Sensitivity comparison of searches for binary black hole coalescences with ground-based gravitational-wave detectors

Abstract

Searches for gravitational-wave transients from binary black hole coalescences typically rely on one of two approaches: matched filtering with templates and morphology-independent excess power searches. Multiple algorithmic implementations in the analysis of data from the first generation of ground-based gravitational-wave interferometers have used different strategies for the suppression of non-Gaussian noise transients and have targeted different regions of the binary black hole parameter space. In this paper we compare the sensitivity of three such algorithms: matched filtering with full coalescence templates, matched filtering with ringdown templates, and a morphology-independent excess power search.
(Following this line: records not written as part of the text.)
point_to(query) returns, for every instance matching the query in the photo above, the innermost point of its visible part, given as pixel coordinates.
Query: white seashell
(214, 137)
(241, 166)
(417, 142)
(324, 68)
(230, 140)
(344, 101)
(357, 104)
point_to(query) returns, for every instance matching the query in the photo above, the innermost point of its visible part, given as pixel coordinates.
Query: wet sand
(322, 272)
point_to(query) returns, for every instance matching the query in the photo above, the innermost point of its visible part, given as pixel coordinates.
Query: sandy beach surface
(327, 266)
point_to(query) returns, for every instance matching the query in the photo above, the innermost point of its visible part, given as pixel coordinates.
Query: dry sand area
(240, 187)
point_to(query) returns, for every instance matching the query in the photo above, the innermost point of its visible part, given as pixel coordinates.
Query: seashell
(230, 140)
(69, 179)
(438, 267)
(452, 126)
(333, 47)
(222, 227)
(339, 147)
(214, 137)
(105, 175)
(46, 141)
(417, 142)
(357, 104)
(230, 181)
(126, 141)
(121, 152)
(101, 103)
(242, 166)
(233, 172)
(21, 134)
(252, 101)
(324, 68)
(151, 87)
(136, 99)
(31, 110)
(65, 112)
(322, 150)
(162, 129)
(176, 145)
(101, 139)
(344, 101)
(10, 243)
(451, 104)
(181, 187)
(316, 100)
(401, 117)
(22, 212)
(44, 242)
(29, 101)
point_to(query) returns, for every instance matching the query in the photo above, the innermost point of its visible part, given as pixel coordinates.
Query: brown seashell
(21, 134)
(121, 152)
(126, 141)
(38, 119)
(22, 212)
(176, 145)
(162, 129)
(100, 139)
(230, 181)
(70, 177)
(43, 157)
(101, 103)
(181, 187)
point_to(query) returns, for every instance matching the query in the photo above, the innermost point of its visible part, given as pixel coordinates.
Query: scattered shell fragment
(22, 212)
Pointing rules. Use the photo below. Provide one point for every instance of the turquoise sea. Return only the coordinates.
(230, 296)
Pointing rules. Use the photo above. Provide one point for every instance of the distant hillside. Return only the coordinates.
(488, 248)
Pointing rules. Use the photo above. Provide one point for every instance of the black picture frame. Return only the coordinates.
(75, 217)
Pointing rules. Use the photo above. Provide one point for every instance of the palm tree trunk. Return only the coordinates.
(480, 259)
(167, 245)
The comparison is performed at a fixed false alarm rate and relies on Monte Carlo simulations of binary black hole coalescences for spinning, nonprecessing systems with a total mass of $25--350\text{ }\text{ }{\mathrm{M}}_{\ensuremath{\bigodot}}$, which covers a portion of the parameter space of stellar mass and intermediate mass black hole binaries. We find that in the mass range of $25--100\text{ }\text{ }{\mathrm{M}}_{\ensuremath{\bigodot}}$, the sensitive distance of the search, marginalized over source parameters, is the best with matched filtering to full waveform templates, which is within 10% of the next most sensitive search of morphology-independent excess power algorithm, at a false alarm rate of 3 events/year. In the mass range of $100--350\text{ }\text{ }{\mathrm{M}}_{\ensuremath{\bigodot}}$, the same comparison favors the morphology-independent excess power search within 20% of matched filtering with ringdown templates. The dependence on mass and spin is also explored.